Perhaps not the final word on black male sexuality, but an admirable attempt by journalist Poulson-Bryant to leave no taboo undiscussed.
The title’s double entendre isn’t just sexual, explains the author, a founding editor of Vibe and now senior editor of the quarterly America. As used here, “hung” refers both to the legendary size of the African-American man’s penis and to the method used in the not-so-distant-past to lynch black men, often due to fears of miscegenation. Poulson-Bryant’s scattered text hops from one angle to the next without pausing long enough to really develop any of its points, but that’s probably for the best; any sort of thesis worked out here would likely collapse under longer scrutiny. The author describes his suburban upbringing, Ivy League education and experiences as the “first black” at several media institutions, using that as a bridge to a recollection of his college affair with a white girl from Michigan who remarked that he wasn’t as big as she thought he’d be. From here, the narrative rambles around the quite voluminous history of the stereotype that black men have the biggest members, white men’s are smaller and Asian men’s are the smallest of all.
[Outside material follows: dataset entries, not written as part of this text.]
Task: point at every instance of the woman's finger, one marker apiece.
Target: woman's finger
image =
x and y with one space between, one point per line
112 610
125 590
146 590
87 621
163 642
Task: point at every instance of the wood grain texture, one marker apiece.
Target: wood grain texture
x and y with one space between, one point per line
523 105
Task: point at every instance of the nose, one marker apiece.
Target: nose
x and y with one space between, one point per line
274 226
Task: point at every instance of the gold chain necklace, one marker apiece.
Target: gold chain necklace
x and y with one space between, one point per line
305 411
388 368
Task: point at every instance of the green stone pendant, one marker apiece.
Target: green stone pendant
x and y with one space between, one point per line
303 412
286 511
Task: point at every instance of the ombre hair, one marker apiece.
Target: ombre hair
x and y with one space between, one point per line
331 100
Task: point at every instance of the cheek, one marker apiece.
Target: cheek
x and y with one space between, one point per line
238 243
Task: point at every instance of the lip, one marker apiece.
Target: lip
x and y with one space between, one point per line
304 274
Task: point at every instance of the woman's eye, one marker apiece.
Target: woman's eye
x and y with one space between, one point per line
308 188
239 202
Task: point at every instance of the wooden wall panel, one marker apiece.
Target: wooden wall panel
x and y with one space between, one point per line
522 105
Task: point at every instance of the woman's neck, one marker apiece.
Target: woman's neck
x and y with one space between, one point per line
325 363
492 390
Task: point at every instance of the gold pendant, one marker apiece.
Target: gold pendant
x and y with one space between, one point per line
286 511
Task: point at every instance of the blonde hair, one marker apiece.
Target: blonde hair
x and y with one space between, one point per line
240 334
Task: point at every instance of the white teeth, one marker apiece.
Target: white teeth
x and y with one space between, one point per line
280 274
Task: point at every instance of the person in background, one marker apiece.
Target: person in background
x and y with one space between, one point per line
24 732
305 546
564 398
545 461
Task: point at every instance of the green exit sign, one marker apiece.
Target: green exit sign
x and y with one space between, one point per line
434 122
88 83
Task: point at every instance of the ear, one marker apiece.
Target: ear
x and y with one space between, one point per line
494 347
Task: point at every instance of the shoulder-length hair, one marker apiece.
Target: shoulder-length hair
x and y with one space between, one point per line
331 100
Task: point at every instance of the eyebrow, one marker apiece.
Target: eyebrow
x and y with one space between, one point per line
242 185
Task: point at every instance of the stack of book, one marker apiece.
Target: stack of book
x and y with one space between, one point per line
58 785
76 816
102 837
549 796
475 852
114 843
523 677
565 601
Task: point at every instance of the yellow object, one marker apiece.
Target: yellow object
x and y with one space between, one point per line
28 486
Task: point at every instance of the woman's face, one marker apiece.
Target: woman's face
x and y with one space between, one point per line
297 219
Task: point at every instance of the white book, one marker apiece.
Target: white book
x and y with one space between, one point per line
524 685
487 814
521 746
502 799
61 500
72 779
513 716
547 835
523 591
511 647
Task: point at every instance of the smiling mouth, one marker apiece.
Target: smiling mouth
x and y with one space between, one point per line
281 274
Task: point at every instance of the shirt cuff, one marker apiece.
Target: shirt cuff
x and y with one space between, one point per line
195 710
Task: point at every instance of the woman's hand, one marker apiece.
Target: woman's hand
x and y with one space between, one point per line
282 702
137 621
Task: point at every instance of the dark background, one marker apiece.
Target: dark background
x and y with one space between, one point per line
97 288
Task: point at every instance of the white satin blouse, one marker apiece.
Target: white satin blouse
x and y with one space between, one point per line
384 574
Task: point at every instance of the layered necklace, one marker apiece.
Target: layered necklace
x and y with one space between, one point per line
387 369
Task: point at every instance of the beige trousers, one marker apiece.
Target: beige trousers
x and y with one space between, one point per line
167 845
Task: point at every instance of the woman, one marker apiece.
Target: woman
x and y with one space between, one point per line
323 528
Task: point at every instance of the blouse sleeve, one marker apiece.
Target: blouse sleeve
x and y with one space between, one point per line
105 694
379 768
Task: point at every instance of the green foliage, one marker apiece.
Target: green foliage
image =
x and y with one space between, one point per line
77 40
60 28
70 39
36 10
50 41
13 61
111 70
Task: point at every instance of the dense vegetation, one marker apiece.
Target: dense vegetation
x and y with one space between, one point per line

Instead of digging up what little research there is on the subject, Poulson-Bryant does what magazine writers frequently do and settles for anecdotal evidence. He serves up plenty of bawdy—and sometimes quite revealing—stories about penis size, interracial hang-ups, racist preconceptions and the massive entertainment business created around the mythology of the ultra-sexualized, nearly animalistic black male. His sources? Mostly his friends: some straight, some gay, a few famous, pretty much everybody with their names changed.
A fairly shallow approach, partly redeemed by its honesty and originality of perspective.